Mr. Wakata, now on his third space mission, will stay in the ISS together with a U.S. and a Russian astronaut for about 3 1/2 months — the first “long” stay in the ISS for a Japanese astronaut. He will build up and maintain the Japanese space lab Kibo attached to the ISS and will carry out various experiments, including a test to measure the efficacy of a drug to prevent osteoporosis.

Although Mr. Wakata’s activities represent the start of a new era of a manned space project involving Japanese, Japan has to decide which direction its future space development projects should take.

The United States plays a leading role in the ISS project. Construction started in 1998, is now about 80 percent complete and will be finished in 2010. Although it will be in operation through 2015, what to do with it in and after 2016 has not yet been decided.
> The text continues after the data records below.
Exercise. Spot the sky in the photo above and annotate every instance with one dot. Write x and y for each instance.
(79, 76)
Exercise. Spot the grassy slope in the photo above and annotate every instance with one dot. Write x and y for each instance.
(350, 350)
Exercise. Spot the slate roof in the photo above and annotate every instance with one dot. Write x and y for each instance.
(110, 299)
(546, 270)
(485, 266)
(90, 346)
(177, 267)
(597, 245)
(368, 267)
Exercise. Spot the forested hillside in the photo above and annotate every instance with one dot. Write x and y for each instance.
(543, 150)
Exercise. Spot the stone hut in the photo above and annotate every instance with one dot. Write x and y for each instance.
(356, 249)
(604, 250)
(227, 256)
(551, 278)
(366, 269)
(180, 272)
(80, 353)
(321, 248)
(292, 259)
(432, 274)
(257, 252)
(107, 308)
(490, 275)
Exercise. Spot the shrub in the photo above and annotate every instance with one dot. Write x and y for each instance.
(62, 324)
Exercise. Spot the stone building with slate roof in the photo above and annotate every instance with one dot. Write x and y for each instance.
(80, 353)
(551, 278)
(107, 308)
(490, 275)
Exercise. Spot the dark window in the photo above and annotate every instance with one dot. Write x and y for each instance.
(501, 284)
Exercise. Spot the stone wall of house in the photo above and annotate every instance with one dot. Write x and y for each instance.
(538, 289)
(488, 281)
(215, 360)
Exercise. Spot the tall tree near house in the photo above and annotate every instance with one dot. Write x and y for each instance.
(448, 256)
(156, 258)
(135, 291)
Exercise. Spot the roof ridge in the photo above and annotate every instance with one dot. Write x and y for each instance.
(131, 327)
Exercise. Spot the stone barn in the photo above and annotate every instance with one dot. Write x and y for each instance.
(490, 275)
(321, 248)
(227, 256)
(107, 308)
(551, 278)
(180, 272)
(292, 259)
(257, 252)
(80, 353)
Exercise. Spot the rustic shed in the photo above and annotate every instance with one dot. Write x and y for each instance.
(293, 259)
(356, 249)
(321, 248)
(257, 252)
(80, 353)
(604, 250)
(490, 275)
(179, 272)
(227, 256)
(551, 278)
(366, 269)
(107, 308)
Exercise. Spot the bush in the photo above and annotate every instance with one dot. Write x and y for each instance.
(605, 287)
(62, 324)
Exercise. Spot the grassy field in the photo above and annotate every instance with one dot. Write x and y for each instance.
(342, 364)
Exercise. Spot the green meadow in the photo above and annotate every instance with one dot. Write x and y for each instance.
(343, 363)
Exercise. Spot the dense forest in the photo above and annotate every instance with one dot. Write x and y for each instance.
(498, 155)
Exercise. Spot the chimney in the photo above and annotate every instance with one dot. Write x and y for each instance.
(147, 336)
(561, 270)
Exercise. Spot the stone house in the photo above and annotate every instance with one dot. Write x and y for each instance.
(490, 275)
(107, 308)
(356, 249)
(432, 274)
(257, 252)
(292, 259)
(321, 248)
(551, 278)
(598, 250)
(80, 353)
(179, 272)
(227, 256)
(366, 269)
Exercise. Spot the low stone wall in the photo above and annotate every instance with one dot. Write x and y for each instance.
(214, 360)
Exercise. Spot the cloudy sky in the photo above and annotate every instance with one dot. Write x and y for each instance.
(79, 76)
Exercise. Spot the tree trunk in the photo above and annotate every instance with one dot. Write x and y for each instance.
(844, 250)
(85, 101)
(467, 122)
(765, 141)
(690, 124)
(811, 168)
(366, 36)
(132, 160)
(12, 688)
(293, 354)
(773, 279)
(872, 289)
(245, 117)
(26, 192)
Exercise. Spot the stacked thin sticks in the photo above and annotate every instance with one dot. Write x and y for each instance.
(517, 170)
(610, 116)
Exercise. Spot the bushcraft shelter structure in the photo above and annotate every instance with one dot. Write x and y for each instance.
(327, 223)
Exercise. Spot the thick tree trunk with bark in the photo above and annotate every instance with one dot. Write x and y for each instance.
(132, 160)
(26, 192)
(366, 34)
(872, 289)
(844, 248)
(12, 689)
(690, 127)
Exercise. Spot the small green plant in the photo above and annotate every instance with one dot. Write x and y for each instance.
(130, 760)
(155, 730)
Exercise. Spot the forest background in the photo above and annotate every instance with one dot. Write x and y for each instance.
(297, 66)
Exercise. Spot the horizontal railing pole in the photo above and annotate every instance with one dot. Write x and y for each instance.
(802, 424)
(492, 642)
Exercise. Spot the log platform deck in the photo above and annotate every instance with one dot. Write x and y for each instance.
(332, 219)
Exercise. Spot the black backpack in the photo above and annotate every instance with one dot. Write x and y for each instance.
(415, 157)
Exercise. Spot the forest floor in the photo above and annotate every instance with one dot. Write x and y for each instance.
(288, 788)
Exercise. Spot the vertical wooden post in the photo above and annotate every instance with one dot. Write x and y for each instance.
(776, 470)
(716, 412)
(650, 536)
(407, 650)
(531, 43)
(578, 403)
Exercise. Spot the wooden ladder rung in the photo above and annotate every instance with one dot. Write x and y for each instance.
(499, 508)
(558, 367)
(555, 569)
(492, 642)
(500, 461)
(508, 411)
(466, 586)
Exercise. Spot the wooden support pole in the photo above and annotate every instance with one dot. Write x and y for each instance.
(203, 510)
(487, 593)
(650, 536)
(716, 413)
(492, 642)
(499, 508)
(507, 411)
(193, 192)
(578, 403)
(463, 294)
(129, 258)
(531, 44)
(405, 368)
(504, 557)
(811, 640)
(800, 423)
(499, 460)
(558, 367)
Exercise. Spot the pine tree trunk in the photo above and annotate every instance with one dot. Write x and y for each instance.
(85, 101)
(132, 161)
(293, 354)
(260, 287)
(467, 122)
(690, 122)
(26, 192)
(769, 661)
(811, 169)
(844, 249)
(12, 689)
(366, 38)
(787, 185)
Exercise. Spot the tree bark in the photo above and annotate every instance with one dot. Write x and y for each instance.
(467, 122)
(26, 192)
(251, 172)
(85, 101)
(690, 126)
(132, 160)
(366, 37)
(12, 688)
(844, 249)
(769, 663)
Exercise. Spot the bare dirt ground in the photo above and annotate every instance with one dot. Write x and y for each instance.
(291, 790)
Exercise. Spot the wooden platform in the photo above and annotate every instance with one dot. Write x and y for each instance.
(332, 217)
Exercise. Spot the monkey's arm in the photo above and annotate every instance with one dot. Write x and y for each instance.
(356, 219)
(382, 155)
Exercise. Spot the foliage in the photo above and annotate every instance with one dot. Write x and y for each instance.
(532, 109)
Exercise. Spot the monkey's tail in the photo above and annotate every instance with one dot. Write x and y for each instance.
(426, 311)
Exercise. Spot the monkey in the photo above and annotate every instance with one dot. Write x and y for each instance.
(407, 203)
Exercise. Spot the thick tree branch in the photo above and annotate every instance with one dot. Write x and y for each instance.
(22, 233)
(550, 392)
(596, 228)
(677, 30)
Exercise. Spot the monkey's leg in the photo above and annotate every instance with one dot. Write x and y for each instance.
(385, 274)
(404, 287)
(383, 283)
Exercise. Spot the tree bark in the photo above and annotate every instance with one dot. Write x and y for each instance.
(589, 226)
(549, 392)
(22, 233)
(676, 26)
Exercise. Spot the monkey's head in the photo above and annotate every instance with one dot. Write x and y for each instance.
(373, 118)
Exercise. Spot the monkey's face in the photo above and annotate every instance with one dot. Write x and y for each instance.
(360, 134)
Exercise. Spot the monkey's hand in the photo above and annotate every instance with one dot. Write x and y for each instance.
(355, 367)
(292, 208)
Japan has to spend ¥40 billion yearly if the ISS project continues.

To build the Kibo space lab, Japan spent ¥550 billion over 20 years since fiscal 1987. If the costs related to space shuttles and experiments in outer space are included, total spending has reached ¥680 billion. Future activities will push up total spending to near ¥1 trillion.

The government’s space development headquarters also has an idea of sending a robot to the Moon by 2020 and an astronaut to it by 2030. If Japan develops its own rocket and spaceship, the cost will reach several trillion yen.

But is it really worthwhile to spend such a large amount of money on this? As Japan’s birthrate drops, the pool of science researchers will dwindle. Unmanned space missions could produce valuable scientific discoveries at relatively low costs and without human risk. The government could be better off concentrating on unmanned scientific observations of the Earth and outer space, including unmanned missions to planets.